Regarding TLR2 and/or TLR4 engagement with the trimeric spike protein, we and others have demonstrated monocyte activation through inflammatory cytokine release (IL-1β, IL-6 and TNFα)17,18. Interestingly, this interaction requires a trimeric form of the spike protein suggesting a crosslinking of receptors. In this study we observed modulation of activation markers on monocytes (CD69, CD54, MPO, DHR, and CD62L). Together with the ISG CD169, this observation points to another signaling pathway. It is known that the viral ligand/ TLR2 complex is internalized and activates IRF7/3 or IRF2/IRF1/STAT1 to upregulate IFN-β or IFN-α respectively53.
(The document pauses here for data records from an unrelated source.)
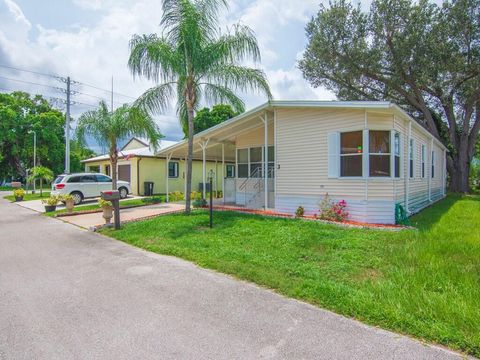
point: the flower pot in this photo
(107, 214)
(69, 205)
(50, 208)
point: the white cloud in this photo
(95, 53)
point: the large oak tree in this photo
(423, 56)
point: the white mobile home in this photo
(288, 154)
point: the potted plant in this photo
(107, 208)
(69, 203)
(19, 194)
(51, 203)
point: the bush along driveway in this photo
(424, 282)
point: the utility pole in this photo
(67, 130)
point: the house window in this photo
(230, 171)
(351, 150)
(423, 160)
(242, 163)
(411, 151)
(271, 162)
(256, 159)
(379, 153)
(396, 154)
(173, 169)
(433, 164)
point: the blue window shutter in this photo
(333, 155)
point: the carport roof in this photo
(227, 130)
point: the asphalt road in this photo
(66, 293)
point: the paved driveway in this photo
(66, 293)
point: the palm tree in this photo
(43, 173)
(193, 61)
(110, 127)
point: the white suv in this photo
(87, 185)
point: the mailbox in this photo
(110, 195)
(114, 197)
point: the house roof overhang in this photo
(225, 132)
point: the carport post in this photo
(167, 161)
(203, 145)
(223, 173)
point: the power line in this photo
(31, 71)
(31, 83)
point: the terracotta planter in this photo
(69, 205)
(107, 214)
(50, 208)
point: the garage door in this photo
(124, 172)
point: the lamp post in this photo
(34, 156)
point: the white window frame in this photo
(175, 169)
(353, 154)
(230, 166)
(391, 171)
(423, 161)
(411, 158)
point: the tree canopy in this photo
(423, 56)
(193, 62)
(206, 118)
(22, 113)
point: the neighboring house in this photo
(138, 164)
(371, 154)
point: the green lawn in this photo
(30, 196)
(423, 283)
(94, 206)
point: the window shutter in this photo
(333, 155)
(392, 153)
(365, 155)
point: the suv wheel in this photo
(77, 197)
(123, 193)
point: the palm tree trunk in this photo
(114, 160)
(189, 158)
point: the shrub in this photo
(19, 192)
(176, 196)
(199, 202)
(104, 203)
(51, 201)
(333, 211)
(300, 211)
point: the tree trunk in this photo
(459, 170)
(189, 158)
(113, 161)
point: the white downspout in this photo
(265, 160)
(429, 164)
(407, 178)
(167, 161)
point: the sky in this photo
(88, 41)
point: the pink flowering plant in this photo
(333, 211)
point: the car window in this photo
(103, 178)
(74, 179)
(88, 178)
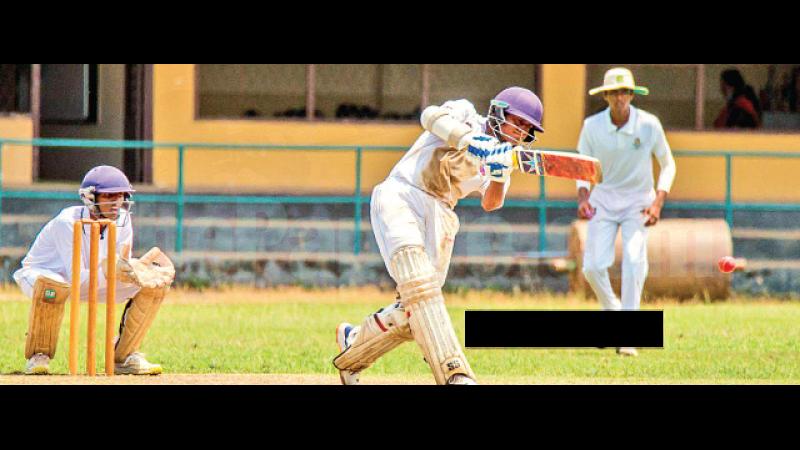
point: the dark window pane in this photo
(251, 90)
(478, 83)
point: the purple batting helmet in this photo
(106, 180)
(520, 102)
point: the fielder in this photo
(624, 139)
(46, 275)
(412, 216)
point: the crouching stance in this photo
(45, 275)
(415, 226)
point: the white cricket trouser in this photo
(403, 215)
(26, 278)
(599, 256)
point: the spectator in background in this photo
(742, 108)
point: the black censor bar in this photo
(564, 328)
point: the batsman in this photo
(412, 216)
(46, 275)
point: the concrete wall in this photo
(17, 160)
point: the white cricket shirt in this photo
(52, 249)
(625, 155)
(417, 159)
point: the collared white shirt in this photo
(625, 155)
(414, 162)
(52, 249)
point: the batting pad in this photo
(137, 320)
(379, 334)
(47, 310)
(430, 324)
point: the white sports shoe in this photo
(38, 364)
(461, 379)
(136, 364)
(345, 334)
(627, 351)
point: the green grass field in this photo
(291, 331)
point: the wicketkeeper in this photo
(412, 216)
(46, 275)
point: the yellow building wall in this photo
(563, 94)
(17, 159)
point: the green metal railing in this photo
(181, 198)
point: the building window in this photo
(251, 90)
(15, 86)
(388, 92)
(478, 83)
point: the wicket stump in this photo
(74, 302)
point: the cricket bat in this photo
(558, 164)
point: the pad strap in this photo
(378, 334)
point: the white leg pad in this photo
(47, 311)
(421, 295)
(137, 320)
(378, 334)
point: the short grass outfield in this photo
(291, 332)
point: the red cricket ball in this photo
(727, 264)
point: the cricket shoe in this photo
(136, 364)
(345, 335)
(38, 364)
(461, 379)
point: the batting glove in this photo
(482, 147)
(500, 165)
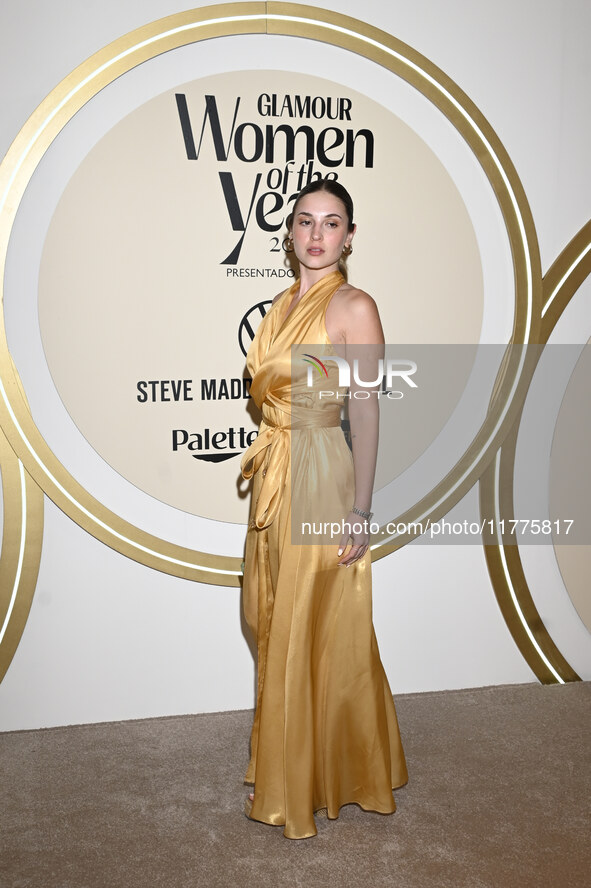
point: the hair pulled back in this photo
(332, 187)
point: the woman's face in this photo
(320, 230)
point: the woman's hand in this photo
(356, 530)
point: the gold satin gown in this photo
(325, 731)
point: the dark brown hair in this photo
(332, 187)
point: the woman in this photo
(325, 732)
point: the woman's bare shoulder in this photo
(278, 297)
(354, 299)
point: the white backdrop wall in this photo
(108, 638)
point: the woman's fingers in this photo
(354, 554)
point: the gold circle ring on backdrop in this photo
(285, 19)
(22, 533)
(505, 567)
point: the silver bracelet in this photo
(367, 515)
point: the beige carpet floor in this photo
(499, 795)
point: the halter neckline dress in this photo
(325, 731)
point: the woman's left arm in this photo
(364, 341)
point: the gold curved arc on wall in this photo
(504, 563)
(288, 20)
(22, 535)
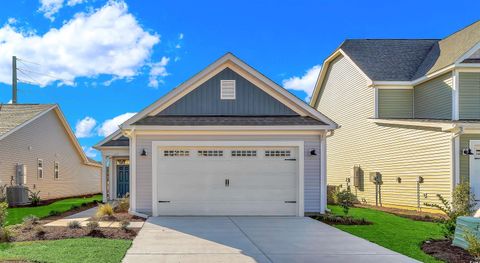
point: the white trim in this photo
(455, 95)
(212, 67)
(323, 173)
(299, 144)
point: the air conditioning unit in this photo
(21, 174)
(375, 177)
It is known that TLR4 mediates anti-bacterial immune responses by recognizing LPS from bacteria playing an important role in the development of sepsis54,55. In this bacterial infection context, it has been shown that CD64 increases on neutrophils in most bacterial infections56. Interestingly, this bacterial-related marker is increased upon SARS-CoV-2 infection confirming a dysregulated hyperinflammatory immune response30. In our study, we observed a trend towards a higher expression of CD64 in neutrophils upon trimeric spike activation although no significant differences were found. Altogether, we hypothesize that the SARS-CoV-2 virus may mimic a bacterial infection via TLR4 and further CD64 dysregulation. This would support the uncontrolled and inappropriate immune response characteristic of this condition.

Regarding the difference between adults and children upon trimeric spike activation, we have found a lower monocyte response (IL6, CD69, and CD11b), a higher increase of DHR and MPO on monocytes, and a lower activation of B cells (CD69) in adults. These findings agree with the exhausted and hyper-inflammatory immune system in adults.

This study has some limitations. First, it included a limited number of samples, thus it should be confirmed on a larger cohort. In addition, circulating IgG and vaccinal status may be recorded, ideally the type of IgG (infectivity enhancing or neutralizing) should even be taken in account as their implication in the anti-infectious response remains unclear57.

While we have compared non-trimeric and trimeric alpha variant of the SARS-CoV-2 spike protein, it would be interesting to consider in the future additional molecules. Spike from other coronaviruses such as SARS-CoV-1 or Middle East respiratory syndrome–related coronavirus (MERS), or even other SARS-CoV-2 variants for example represent very valuable perspectives to explore as the related mutations may be associated with disease severity58.

To conclude, our data suggest that a direct interaction of the viral spike protein with monocytes/macrophages via toll-like receptors could play a central role in SARS-CoV-2 pathogenicity. This interaction may induce and exacerbate different immune and inflammatory responses between children and adults who present pre-existing differences including ineffective and senescent lymphocytes, impaired regulation capabilities, as well as high oxidative and inflammatory granulocytes in adults. This may account for the marked age bias in disease severity, and we propose that some of the markers identified here could be predictive of COVID-19 severe forms. At least, our work demonstrate that whole blood assay represents a valuable approach to gather insights on pathological mechanisms.